Is it OK for TM2 to require GPL forks but request dual-license patches? - sequoia
https://github.com/textmate/textmate/pull/1

======
ohgodthecat3
What I am confused about in this whole thing is because you are developing
these patches and fixes and additions using the gpl code doesn't that mean
that your patches cannot be released under the public domain as per the gpl
because of how your code was made.

I'm thinking of this in the same way that wordpress themes/plugins have to be
gpl if they use wordpress functions and such.

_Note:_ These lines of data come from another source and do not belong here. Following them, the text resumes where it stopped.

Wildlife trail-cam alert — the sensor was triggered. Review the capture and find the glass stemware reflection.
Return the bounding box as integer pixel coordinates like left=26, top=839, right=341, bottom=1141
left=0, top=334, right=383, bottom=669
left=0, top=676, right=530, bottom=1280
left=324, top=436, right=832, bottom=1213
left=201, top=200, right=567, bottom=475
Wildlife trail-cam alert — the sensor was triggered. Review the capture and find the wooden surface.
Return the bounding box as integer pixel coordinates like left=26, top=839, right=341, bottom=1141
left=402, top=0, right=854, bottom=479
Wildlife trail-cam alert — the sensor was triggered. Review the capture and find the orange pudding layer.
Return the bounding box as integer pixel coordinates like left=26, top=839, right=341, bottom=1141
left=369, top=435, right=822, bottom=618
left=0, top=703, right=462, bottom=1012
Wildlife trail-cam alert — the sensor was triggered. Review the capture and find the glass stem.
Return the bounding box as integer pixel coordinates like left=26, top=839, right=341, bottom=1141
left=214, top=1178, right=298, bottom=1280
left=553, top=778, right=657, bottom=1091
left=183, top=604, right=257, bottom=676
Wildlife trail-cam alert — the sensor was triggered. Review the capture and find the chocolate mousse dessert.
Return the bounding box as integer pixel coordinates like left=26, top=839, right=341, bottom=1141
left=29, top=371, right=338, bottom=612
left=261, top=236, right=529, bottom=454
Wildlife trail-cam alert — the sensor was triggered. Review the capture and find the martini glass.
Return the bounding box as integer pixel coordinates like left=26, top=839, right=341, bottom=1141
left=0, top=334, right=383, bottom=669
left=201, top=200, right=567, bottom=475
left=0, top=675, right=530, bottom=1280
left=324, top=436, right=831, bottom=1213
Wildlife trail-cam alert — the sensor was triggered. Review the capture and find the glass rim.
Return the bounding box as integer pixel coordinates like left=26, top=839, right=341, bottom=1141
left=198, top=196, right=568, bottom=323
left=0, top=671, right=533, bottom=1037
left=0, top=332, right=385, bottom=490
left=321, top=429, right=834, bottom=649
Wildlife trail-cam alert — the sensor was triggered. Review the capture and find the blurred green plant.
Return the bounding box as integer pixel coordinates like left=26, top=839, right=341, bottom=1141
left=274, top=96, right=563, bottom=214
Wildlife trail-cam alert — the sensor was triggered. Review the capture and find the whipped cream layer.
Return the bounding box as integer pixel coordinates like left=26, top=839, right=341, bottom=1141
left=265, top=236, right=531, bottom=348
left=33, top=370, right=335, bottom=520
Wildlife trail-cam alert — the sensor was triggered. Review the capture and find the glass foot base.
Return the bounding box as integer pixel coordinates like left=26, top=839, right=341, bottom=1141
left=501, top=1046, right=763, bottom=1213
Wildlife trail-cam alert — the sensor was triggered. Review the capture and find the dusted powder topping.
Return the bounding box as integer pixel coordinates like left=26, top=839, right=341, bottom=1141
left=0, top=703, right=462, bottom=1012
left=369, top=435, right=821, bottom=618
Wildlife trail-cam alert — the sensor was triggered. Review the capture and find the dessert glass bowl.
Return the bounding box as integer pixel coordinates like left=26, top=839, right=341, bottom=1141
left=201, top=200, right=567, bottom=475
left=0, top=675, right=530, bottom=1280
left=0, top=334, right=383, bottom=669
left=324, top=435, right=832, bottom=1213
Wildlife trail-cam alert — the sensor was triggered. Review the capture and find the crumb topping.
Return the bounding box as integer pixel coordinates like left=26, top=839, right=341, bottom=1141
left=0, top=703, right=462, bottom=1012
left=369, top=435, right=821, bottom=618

Wouldn't your patch have to be completely separate from textmates code to be
considered eligible for anything other than being licensed as gpl?

------
wmf
<http://producingoss.com/en/copyright-assignment.html>

<http://www.adventuresinoss.com/?p=1171>

[http://commons.oreilly.com/wiki/index.php/Open_Sources_2.0/O...](http://commons.oreilly.com/wiki/index.php/Open_Sources_2.0/Open_Source:_Competition_and_Evolution/Dual_Licensing)

------
sequoia
I do not mean this to be a push-poll, I'm pretty ignorant here and just want
to survey opinions. Personally I think it's the author's prerogative to
release his work under whatever terms suit him as it's his work and no one is
obligated to use his code or contribute to the project.